I had been born in Cologne, Germany. I had a wonderful loving Jewish family. With my older brother and younger sister, I was raised by parents who taught me ethical values and personal responsibility. Six weeks before my Bar Mitzvah, the Nazi Party took over the German government. Jewish citizens were reduced to a persecuted minority. Nevertheless I had the benefit of a general and Jewish education: I was able to finish High School and to continue my Jewish studies at the Jewish Seminary in Wuerzburg, in southern Germany. It was but a brief respite before the “Kristallnacht” in November 1938 crushed all institutions of Jewish life. After surviving the night of deathly horror, I was imprisoned and incarcerated in the notorious Dachau Concentration Camp. I was 18 years old.

Released eventually, and desperate to get out of Germany, I was able to find refuge in Britain as a student at a Yeshiva in London. But once more, my studies were abruptly suspended. Britain was at war with Germany. Thousands of Jewish refugees from Germany were deemed security risks and interned in prison camps. I was among those internees –mostly male, young and not married– who were shipped to Canada to be interned as enemy aliens for the duration of the war.

At long last, in February 1942, through the efforts of Rabbi Price, supported by the Canadian Jewish Congress, I was liberated to continue studies in Toronto at the Yeshiva Torath Chaim and at the University of Toronto.

My years of travel were over. In retrospect, my adversities were part of my education. Persecution, prison, concentration camp, internment, poverty, destitution and hardship matured me. My experiences gave me new insights into the human capacity for good and evil, endurance and despair, and deeper appreciation of freedom and justice.

Thus prepared, I started my rabbinate. The Congregation was small; but the members –about 190 families– loved their modest Shul on Bathurst Street, just north of College. Their enthusiasm, and the magnetic dedication of lay leaders, enabled us to grow and to build a new Synagogue in North York. At a festive celebration of the 25th anniversary my rabbinate, the Congregation honoured me by naming a new wing of our building as the Rabbi Erwin Schild Wing.

I retired in 1989 after 42 years.

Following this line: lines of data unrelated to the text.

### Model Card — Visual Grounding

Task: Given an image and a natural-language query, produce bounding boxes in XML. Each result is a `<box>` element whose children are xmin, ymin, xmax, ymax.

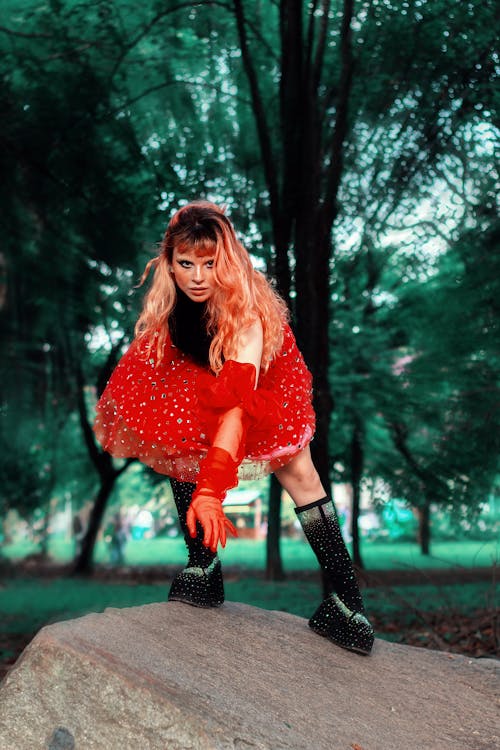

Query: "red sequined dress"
<box><xmin>94</xmin><ymin>325</ymin><xmax>315</xmax><ymax>482</ymax></box>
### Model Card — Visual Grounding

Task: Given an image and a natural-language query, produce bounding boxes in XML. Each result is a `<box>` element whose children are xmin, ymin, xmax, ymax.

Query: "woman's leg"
<box><xmin>168</xmin><ymin>479</ymin><xmax>224</xmax><ymax>607</ymax></box>
<box><xmin>276</xmin><ymin>446</ymin><xmax>373</xmax><ymax>654</ymax></box>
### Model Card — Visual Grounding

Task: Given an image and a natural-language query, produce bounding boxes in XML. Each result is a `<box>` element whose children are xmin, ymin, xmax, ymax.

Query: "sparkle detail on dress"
<box><xmin>94</xmin><ymin>326</ymin><xmax>315</xmax><ymax>482</ymax></box>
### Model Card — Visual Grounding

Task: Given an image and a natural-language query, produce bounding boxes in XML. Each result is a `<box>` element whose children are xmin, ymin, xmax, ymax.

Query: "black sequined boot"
<box><xmin>295</xmin><ymin>497</ymin><xmax>374</xmax><ymax>654</ymax></box>
<box><xmin>168</xmin><ymin>479</ymin><xmax>224</xmax><ymax>607</ymax></box>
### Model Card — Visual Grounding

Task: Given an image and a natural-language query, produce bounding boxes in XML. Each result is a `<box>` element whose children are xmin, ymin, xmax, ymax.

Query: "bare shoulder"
<box><xmin>235</xmin><ymin>318</ymin><xmax>264</xmax><ymax>372</ymax></box>
<box><xmin>238</xmin><ymin>318</ymin><xmax>264</xmax><ymax>349</ymax></box>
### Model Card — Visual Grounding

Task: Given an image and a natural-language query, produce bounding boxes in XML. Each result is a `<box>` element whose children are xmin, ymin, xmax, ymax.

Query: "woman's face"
<box><xmin>172</xmin><ymin>248</ymin><xmax>215</xmax><ymax>302</ymax></box>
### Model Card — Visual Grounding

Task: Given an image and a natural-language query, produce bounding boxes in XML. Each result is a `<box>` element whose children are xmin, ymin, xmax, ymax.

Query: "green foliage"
<box><xmin>0</xmin><ymin>0</ymin><xmax>500</xmax><ymax>544</ymax></box>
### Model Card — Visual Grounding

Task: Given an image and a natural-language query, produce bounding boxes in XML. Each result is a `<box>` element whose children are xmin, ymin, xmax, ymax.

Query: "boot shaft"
<box><xmin>295</xmin><ymin>497</ymin><xmax>364</xmax><ymax>612</ymax></box>
<box><xmin>170</xmin><ymin>478</ymin><xmax>216</xmax><ymax>568</ymax></box>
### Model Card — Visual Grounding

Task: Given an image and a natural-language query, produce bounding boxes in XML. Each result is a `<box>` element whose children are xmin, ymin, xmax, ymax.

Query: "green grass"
<box><xmin>2</xmin><ymin>538</ymin><xmax>498</xmax><ymax>571</ymax></box>
<box><xmin>0</xmin><ymin>577</ymin><xmax>494</xmax><ymax>633</ymax></box>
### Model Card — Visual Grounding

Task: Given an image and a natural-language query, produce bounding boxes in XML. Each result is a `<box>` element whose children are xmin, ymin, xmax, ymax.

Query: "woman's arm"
<box><xmin>186</xmin><ymin>320</ymin><xmax>263</xmax><ymax>552</ymax></box>
<box><xmin>212</xmin><ymin>320</ymin><xmax>263</xmax><ymax>461</ymax></box>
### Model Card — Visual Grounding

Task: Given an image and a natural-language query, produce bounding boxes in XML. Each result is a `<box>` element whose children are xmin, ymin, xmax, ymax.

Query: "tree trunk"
<box><xmin>72</xmin><ymin>472</ymin><xmax>115</xmax><ymax>576</ymax></box>
<box><xmin>418</xmin><ymin>501</ymin><xmax>431</xmax><ymax>555</ymax></box>
<box><xmin>351</xmin><ymin>417</ymin><xmax>364</xmax><ymax>568</ymax></box>
<box><xmin>266</xmin><ymin>474</ymin><xmax>285</xmax><ymax>581</ymax></box>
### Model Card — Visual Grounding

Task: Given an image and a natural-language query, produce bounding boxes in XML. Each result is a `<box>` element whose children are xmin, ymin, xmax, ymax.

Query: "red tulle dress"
<box><xmin>94</xmin><ymin>325</ymin><xmax>315</xmax><ymax>482</ymax></box>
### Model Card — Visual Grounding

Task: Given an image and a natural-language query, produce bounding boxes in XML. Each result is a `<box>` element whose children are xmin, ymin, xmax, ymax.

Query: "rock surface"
<box><xmin>0</xmin><ymin>602</ymin><xmax>500</xmax><ymax>750</ymax></box>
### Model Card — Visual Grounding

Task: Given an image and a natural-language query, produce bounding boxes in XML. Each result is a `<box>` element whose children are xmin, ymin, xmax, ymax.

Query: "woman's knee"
<box><xmin>276</xmin><ymin>450</ymin><xmax>321</xmax><ymax>489</ymax></box>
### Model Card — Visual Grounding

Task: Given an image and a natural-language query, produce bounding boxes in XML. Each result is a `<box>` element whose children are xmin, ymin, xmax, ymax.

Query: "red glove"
<box><xmin>186</xmin><ymin>447</ymin><xmax>239</xmax><ymax>552</ymax></box>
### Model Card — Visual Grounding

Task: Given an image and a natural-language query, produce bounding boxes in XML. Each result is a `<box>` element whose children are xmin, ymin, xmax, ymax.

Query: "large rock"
<box><xmin>0</xmin><ymin>603</ymin><xmax>500</xmax><ymax>750</ymax></box>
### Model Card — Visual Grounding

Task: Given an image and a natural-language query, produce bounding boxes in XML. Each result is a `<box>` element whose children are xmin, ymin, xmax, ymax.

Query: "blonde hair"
<box><xmin>135</xmin><ymin>201</ymin><xmax>288</xmax><ymax>373</ymax></box>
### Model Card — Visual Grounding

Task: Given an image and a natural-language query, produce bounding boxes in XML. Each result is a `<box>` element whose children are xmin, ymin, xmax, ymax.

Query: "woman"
<box><xmin>95</xmin><ymin>201</ymin><xmax>373</xmax><ymax>654</ymax></box>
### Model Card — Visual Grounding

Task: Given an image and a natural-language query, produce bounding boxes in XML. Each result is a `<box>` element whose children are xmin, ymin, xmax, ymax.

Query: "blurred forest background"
<box><xmin>0</xmin><ymin>0</ymin><xmax>500</xmax><ymax>656</ymax></box>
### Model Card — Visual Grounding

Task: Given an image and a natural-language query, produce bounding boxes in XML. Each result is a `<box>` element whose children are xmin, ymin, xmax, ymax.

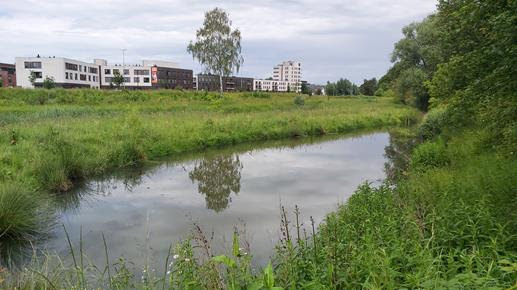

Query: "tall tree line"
<box><xmin>379</xmin><ymin>0</ymin><xmax>517</xmax><ymax>144</ymax></box>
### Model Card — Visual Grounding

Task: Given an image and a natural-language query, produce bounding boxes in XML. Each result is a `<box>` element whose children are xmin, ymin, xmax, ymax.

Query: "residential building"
<box><xmin>194</xmin><ymin>74</ymin><xmax>253</xmax><ymax>92</ymax></box>
<box><xmin>16</xmin><ymin>56</ymin><xmax>193</xmax><ymax>89</ymax></box>
<box><xmin>273</xmin><ymin>60</ymin><xmax>302</xmax><ymax>92</ymax></box>
<box><xmin>0</xmin><ymin>63</ymin><xmax>16</xmax><ymax>88</ymax></box>
<box><xmin>16</xmin><ymin>55</ymin><xmax>100</xmax><ymax>88</ymax></box>
<box><xmin>253</xmin><ymin>79</ymin><xmax>295</xmax><ymax>92</ymax></box>
<box><xmin>253</xmin><ymin>60</ymin><xmax>302</xmax><ymax>93</ymax></box>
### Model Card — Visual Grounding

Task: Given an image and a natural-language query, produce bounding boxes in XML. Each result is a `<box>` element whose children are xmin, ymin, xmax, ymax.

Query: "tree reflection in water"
<box><xmin>384</xmin><ymin>129</ymin><xmax>418</xmax><ymax>184</ymax></box>
<box><xmin>189</xmin><ymin>155</ymin><xmax>242</xmax><ymax>212</ymax></box>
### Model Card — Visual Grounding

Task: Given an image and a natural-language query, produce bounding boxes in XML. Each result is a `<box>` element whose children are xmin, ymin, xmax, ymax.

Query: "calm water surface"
<box><xmin>47</xmin><ymin>133</ymin><xmax>389</xmax><ymax>268</ymax></box>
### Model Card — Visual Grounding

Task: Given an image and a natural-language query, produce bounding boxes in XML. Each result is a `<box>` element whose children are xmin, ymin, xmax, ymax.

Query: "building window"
<box><xmin>65</xmin><ymin>62</ymin><xmax>77</xmax><ymax>70</ymax></box>
<box><xmin>135</xmin><ymin>69</ymin><xmax>149</xmax><ymax>76</ymax></box>
<box><xmin>25</xmin><ymin>61</ymin><xmax>41</xmax><ymax>68</ymax></box>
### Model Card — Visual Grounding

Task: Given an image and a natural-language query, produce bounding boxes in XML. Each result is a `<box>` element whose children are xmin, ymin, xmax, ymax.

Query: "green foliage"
<box><xmin>325</xmin><ymin>79</ymin><xmax>359</xmax><ymax>96</ymax></box>
<box><xmin>393</xmin><ymin>68</ymin><xmax>429</xmax><ymax>111</ymax></box>
<box><xmin>418</xmin><ymin>108</ymin><xmax>451</xmax><ymax>140</ymax></box>
<box><xmin>0</xmin><ymin>182</ymin><xmax>53</xmax><ymax>266</ymax></box>
<box><xmin>359</xmin><ymin>78</ymin><xmax>378</xmax><ymax>96</ymax></box>
<box><xmin>429</xmin><ymin>0</ymin><xmax>517</xmax><ymax>151</ymax></box>
<box><xmin>187</xmin><ymin>8</ymin><xmax>244</xmax><ymax>95</ymax></box>
<box><xmin>410</xmin><ymin>141</ymin><xmax>450</xmax><ymax>171</ymax></box>
<box><xmin>293</xmin><ymin>96</ymin><xmax>305</xmax><ymax>106</ymax></box>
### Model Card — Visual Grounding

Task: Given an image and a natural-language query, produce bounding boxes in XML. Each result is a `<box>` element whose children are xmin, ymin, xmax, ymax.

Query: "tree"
<box><xmin>43</xmin><ymin>76</ymin><xmax>56</xmax><ymax>90</ymax></box>
<box><xmin>29</xmin><ymin>70</ymin><xmax>38</xmax><ymax>88</ymax></box>
<box><xmin>111</xmin><ymin>70</ymin><xmax>124</xmax><ymax>89</ymax></box>
<box><xmin>187</xmin><ymin>8</ymin><xmax>244</xmax><ymax>96</ymax></box>
<box><xmin>301</xmin><ymin>83</ymin><xmax>311</xmax><ymax>95</ymax></box>
<box><xmin>359</xmin><ymin>78</ymin><xmax>377</xmax><ymax>96</ymax></box>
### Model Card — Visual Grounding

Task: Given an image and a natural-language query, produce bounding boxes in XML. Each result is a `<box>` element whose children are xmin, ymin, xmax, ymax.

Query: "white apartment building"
<box><xmin>253</xmin><ymin>60</ymin><xmax>302</xmax><ymax>93</ymax></box>
<box><xmin>253</xmin><ymin>79</ymin><xmax>295</xmax><ymax>92</ymax></box>
<box><xmin>273</xmin><ymin>60</ymin><xmax>302</xmax><ymax>92</ymax></box>
<box><xmin>15</xmin><ymin>56</ymin><xmax>100</xmax><ymax>88</ymax></box>
<box><xmin>95</xmin><ymin>59</ymin><xmax>179</xmax><ymax>88</ymax></box>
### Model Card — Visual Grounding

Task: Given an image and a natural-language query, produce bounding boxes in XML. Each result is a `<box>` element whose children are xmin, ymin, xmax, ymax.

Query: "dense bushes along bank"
<box><xmin>0</xmin><ymin>118</ymin><xmax>517</xmax><ymax>289</ymax></box>
<box><xmin>0</xmin><ymin>90</ymin><xmax>419</xmax><ymax>262</ymax></box>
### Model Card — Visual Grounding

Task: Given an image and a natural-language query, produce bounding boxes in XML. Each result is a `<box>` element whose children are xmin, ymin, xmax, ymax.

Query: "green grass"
<box><xmin>0</xmin><ymin>89</ymin><xmax>420</xmax><ymax>270</ymax></box>
<box><xmin>0</xmin><ymin>131</ymin><xmax>517</xmax><ymax>289</ymax></box>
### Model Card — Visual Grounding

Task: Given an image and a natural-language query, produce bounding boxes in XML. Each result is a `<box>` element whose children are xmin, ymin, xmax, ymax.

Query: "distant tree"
<box><xmin>29</xmin><ymin>70</ymin><xmax>38</xmax><ymax>88</ymax></box>
<box><xmin>359</xmin><ymin>78</ymin><xmax>377</xmax><ymax>96</ymax></box>
<box><xmin>111</xmin><ymin>71</ymin><xmax>124</xmax><ymax>89</ymax></box>
<box><xmin>187</xmin><ymin>8</ymin><xmax>244</xmax><ymax>96</ymax></box>
<box><xmin>43</xmin><ymin>76</ymin><xmax>56</xmax><ymax>90</ymax></box>
<box><xmin>301</xmin><ymin>83</ymin><xmax>311</xmax><ymax>95</ymax></box>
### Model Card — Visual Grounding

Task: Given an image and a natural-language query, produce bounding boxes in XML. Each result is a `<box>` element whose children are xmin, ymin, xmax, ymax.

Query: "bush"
<box><xmin>293</xmin><ymin>96</ymin><xmax>305</xmax><ymax>106</ymax></box>
<box><xmin>0</xmin><ymin>184</ymin><xmax>52</xmax><ymax>266</ymax></box>
<box><xmin>410</xmin><ymin>140</ymin><xmax>450</xmax><ymax>171</ymax></box>
<box><xmin>418</xmin><ymin>108</ymin><xmax>447</xmax><ymax>140</ymax></box>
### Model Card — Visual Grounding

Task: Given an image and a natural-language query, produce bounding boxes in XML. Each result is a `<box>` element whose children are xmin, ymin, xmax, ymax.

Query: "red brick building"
<box><xmin>0</xmin><ymin>63</ymin><xmax>16</xmax><ymax>88</ymax></box>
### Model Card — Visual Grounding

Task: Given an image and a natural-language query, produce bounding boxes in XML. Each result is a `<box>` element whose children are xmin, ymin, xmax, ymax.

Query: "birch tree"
<box><xmin>187</xmin><ymin>8</ymin><xmax>244</xmax><ymax>96</ymax></box>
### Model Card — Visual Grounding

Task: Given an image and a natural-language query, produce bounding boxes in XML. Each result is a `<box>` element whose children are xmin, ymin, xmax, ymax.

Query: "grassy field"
<box><xmin>0</xmin><ymin>89</ymin><xmax>420</xmax><ymax>270</ymax></box>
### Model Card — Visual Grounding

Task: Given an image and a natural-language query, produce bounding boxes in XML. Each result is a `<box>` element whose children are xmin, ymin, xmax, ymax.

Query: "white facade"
<box><xmin>253</xmin><ymin>79</ymin><xmax>295</xmax><ymax>92</ymax></box>
<box><xmin>273</xmin><ymin>60</ymin><xmax>302</xmax><ymax>92</ymax></box>
<box><xmin>95</xmin><ymin>59</ymin><xmax>179</xmax><ymax>87</ymax></box>
<box><xmin>15</xmin><ymin>57</ymin><xmax>99</xmax><ymax>88</ymax></box>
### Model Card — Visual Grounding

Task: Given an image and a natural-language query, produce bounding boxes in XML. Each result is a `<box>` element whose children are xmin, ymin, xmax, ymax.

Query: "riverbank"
<box><xmin>0</xmin><ymin>89</ymin><xmax>419</xmax><ymax>268</ymax></box>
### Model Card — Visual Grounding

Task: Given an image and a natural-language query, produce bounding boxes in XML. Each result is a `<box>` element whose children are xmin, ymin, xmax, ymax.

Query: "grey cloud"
<box><xmin>0</xmin><ymin>0</ymin><xmax>435</xmax><ymax>83</ymax></box>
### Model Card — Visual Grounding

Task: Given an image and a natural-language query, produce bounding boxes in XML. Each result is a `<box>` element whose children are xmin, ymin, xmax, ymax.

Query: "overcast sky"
<box><xmin>0</xmin><ymin>0</ymin><xmax>435</xmax><ymax>83</ymax></box>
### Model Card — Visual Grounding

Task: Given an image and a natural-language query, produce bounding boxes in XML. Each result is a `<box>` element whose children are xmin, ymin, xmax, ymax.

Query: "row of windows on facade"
<box><xmin>104</xmin><ymin>68</ymin><xmax>149</xmax><ymax>76</ymax></box>
<box><xmin>65</xmin><ymin>72</ymin><xmax>97</xmax><ymax>82</ymax></box>
<box><xmin>104</xmin><ymin>77</ymin><xmax>150</xmax><ymax>83</ymax></box>
<box><xmin>65</xmin><ymin>62</ymin><xmax>98</xmax><ymax>74</ymax></box>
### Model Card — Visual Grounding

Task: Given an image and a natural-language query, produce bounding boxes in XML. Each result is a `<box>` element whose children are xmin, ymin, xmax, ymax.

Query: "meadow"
<box><xmin>0</xmin><ymin>89</ymin><xmax>420</xmax><ymax>270</ymax></box>
<box><xmin>0</xmin><ymin>90</ymin><xmax>517</xmax><ymax>289</ymax></box>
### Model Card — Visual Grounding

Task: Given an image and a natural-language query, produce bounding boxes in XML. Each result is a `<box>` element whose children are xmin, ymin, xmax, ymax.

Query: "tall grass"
<box><xmin>0</xmin><ymin>127</ymin><xmax>517</xmax><ymax>289</ymax></box>
<box><xmin>0</xmin><ymin>89</ymin><xmax>419</xmax><ymax>272</ymax></box>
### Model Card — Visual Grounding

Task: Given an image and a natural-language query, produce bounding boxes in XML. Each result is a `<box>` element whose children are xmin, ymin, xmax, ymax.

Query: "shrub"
<box><xmin>410</xmin><ymin>140</ymin><xmax>450</xmax><ymax>171</ymax></box>
<box><xmin>293</xmin><ymin>96</ymin><xmax>305</xmax><ymax>106</ymax></box>
<box><xmin>0</xmin><ymin>184</ymin><xmax>52</xmax><ymax>266</ymax></box>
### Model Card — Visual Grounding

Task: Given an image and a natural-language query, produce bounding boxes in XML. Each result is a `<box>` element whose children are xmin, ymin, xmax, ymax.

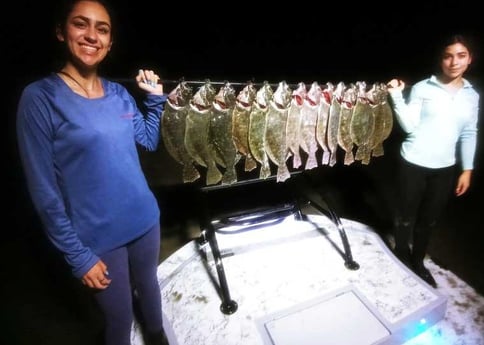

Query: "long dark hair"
<box><xmin>433</xmin><ymin>31</ymin><xmax>478</xmax><ymax>74</ymax></box>
<box><xmin>53</xmin><ymin>0</ymin><xmax>117</xmax><ymax>71</ymax></box>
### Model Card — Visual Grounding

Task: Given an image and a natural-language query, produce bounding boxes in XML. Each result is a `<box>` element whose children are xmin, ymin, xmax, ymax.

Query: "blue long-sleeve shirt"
<box><xmin>389</xmin><ymin>76</ymin><xmax>479</xmax><ymax>170</ymax></box>
<box><xmin>16</xmin><ymin>73</ymin><xmax>166</xmax><ymax>277</ymax></box>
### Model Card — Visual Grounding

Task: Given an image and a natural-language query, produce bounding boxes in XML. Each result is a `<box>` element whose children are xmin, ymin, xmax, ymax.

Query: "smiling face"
<box><xmin>56</xmin><ymin>0</ymin><xmax>112</xmax><ymax>70</ymax></box>
<box><xmin>440</xmin><ymin>43</ymin><xmax>472</xmax><ymax>80</ymax></box>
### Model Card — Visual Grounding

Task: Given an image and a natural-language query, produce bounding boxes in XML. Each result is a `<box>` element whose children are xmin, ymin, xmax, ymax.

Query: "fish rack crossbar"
<box><xmin>197</xmin><ymin>171</ymin><xmax>359</xmax><ymax>314</ymax></box>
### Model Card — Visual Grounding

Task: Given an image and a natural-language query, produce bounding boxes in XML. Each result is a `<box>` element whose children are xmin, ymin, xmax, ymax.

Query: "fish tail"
<box><xmin>321</xmin><ymin>151</ymin><xmax>331</xmax><ymax>165</ymax></box>
<box><xmin>244</xmin><ymin>153</ymin><xmax>257</xmax><ymax>171</ymax></box>
<box><xmin>183</xmin><ymin>163</ymin><xmax>200</xmax><ymax>183</ymax></box>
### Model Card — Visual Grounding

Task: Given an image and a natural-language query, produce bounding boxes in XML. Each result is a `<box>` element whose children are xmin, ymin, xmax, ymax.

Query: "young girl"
<box><xmin>388</xmin><ymin>35</ymin><xmax>479</xmax><ymax>287</ymax></box>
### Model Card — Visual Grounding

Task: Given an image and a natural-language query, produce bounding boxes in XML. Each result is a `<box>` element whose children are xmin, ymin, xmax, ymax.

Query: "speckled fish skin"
<box><xmin>265</xmin><ymin>81</ymin><xmax>292</xmax><ymax>182</ymax></box>
<box><xmin>185</xmin><ymin>81</ymin><xmax>222</xmax><ymax>185</ymax></box>
<box><xmin>327</xmin><ymin>81</ymin><xmax>346</xmax><ymax>167</ymax></box>
<box><xmin>286</xmin><ymin>82</ymin><xmax>307</xmax><ymax>169</ymax></box>
<box><xmin>350</xmin><ymin>81</ymin><xmax>375</xmax><ymax>164</ymax></box>
<box><xmin>316</xmin><ymin>82</ymin><xmax>334</xmax><ymax>165</ymax></box>
<box><xmin>232</xmin><ymin>82</ymin><xmax>257</xmax><ymax>171</ymax></box>
<box><xmin>301</xmin><ymin>82</ymin><xmax>322</xmax><ymax>170</ymax></box>
<box><xmin>161</xmin><ymin>81</ymin><xmax>200</xmax><ymax>183</ymax></box>
<box><xmin>208</xmin><ymin>82</ymin><xmax>240</xmax><ymax>184</ymax></box>
<box><xmin>372</xmin><ymin>83</ymin><xmax>393</xmax><ymax>157</ymax></box>
<box><xmin>338</xmin><ymin>84</ymin><xmax>356</xmax><ymax>165</ymax></box>
<box><xmin>249</xmin><ymin>81</ymin><xmax>274</xmax><ymax>179</ymax></box>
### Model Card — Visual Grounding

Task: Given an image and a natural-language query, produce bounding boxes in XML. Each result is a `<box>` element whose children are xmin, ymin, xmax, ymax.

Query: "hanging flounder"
<box><xmin>286</xmin><ymin>82</ymin><xmax>307</xmax><ymax>169</ymax></box>
<box><xmin>301</xmin><ymin>82</ymin><xmax>322</xmax><ymax>170</ymax></box>
<box><xmin>350</xmin><ymin>81</ymin><xmax>375</xmax><ymax>164</ymax></box>
<box><xmin>327</xmin><ymin>81</ymin><xmax>346</xmax><ymax>166</ymax></box>
<box><xmin>338</xmin><ymin>84</ymin><xmax>356</xmax><ymax>165</ymax></box>
<box><xmin>232</xmin><ymin>82</ymin><xmax>257</xmax><ymax>171</ymax></box>
<box><xmin>265</xmin><ymin>81</ymin><xmax>292</xmax><ymax>182</ymax></box>
<box><xmin>372</xmin><ymin>83</ymin><xmax>393</xmax><ymax>157</ymax></box>
<box><xmin>249</xmin><ymin>81</ymin><xmax>274</xmax><ymax>179</ymax></box>
<box><xmin>161</xmin><ymin>81</ymin><xmax>200</xmax><ymax>183</ymax></box>
<box><xmin>208</xmin><ymin>82</ymin><xmax>240</xmax><ymax>184</ymax></box>
<box><xmin>316</xmin><ymin>82</ymin><xmax>334</xmax><ymax>165</ymax></box>
<box><xmin>185</xmin><ymin>81</ymin><xmax>222</xmax><ymax>185</ymax></box>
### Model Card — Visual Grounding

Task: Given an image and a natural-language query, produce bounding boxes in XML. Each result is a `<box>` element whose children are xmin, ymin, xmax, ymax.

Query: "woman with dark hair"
<box><xmin>16</xmin><ymin>0</ymin><xmax>166</xmax><ymax>345</ymax></box>
<box><xmin>388</xmin><ymin>35</ymin><xmax>479</xmax><ymax>287</ymax></box>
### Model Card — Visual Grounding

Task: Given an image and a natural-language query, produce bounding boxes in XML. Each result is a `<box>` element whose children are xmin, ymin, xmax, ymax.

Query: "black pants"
<box><xmin>395</xmin><ymin>158</ymin><xmax>454</xmax><ymax>265</ymax></box>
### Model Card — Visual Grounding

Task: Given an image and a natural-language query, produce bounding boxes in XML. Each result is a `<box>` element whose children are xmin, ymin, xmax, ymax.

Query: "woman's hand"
<box><xmin>136</xmin><ymin>69</ymin><xmax>163</xmax><ymax>96</ymax></box>
<box><xmin>387</xmin><ymin>79</ymin><xmax>405</xmax><ymax>91</ymax></box>
<box><xmin>455</xmin><ymin>170</ymin><xmax>472</xmax><ymax>196</ymax></box>
<box><xmin>82</xmin><ymin>260</ymin><xmax>111</xmax><ymax>290</ymax></box>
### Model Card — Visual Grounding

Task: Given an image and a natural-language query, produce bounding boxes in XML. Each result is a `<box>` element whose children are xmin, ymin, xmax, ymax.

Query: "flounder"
<box><xmin>316</xmin><ymin>82</ymin><xmax>334</xmax><ymax>165</ymax></box>
<box><xmin>208</xmin><ymin>82</ymin><xmax>240</xmax><ymax>184</ymax></box>
<box><xmin>265</xmin><ymin>81</ymin><xmax>292</xmax><ymax>182</ymax></box>
<box><xmin>286</xmin><ymin>82</ymin><xmax>307</xmax><ymax>169</ymax></box>
<box><xmin>161</xmin><ymin>81</ymin><xmax>200</xmax><ymax>183</ymax></box>
<box><xmin>338</xmin><ymin>84</ymin><xmax>356</xmax><ymax>165</ymax></box>
<box><xmin>232</xmin><ymin>82</ymin><xmax>257</xmax><ymax>171</ymax></box>
<box><xmin>300</xmin><ymin>82</ymin><xmax>321</xmax><ymax>170</ymax></box>
<box><xmin>350</xmin><ymin>81</ymin><xmax>375</xmax><ymax>164</ymax></box>
<box><xmin>185</xmin><ymin>81</ymin><xmax>222</xmax><ymax>185</ymax></box>
<box><xmin>249</xmin><ymin>81</ymin><xmax>274</xmax><ymax>179</ymax></box>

Our membership had grown to 1,900. It was time to accept the honourific title of Rabbi Emeritus.

What does a Rabbi Emeritus do?

Some Rabbis enjoy retirement by moving to Israel or to Florida. That was not our choice.  My home remains Toronto where I did my work, where Laura, of blessed memory, and I founded our family, where our children, with many of our grandchildren and great-grandchildren live, and where I can enjoy my Congregation and, if I wish, worry about it. Retirement relieves me from responsibility, but it deprives me of authority as well. I still have some influence and I will occasionally use it.

I feel I still belong. I am deeply grateful for some of the awards that were granted to me for my efforts: the Order of Canada, the Order of Merit Officers’ Class of the Federal Republic of Germany, the Gold Medal for Peace through Dialogue of the International Council of Christians and Jews, and the Honourary Doctorate of Philosophy of the University of Osnabrueck in Germany.

My retirement enabled me to write four books, published by Adath Israel:

World through My Window (1992)

The Very Narrow Bridge (2001)

And Miles to Go before I Sleep (2012)

The Crazy Angel (2017)

And as Rabbi Emeritus, I may still bless you who looked at our website. We had none when I started.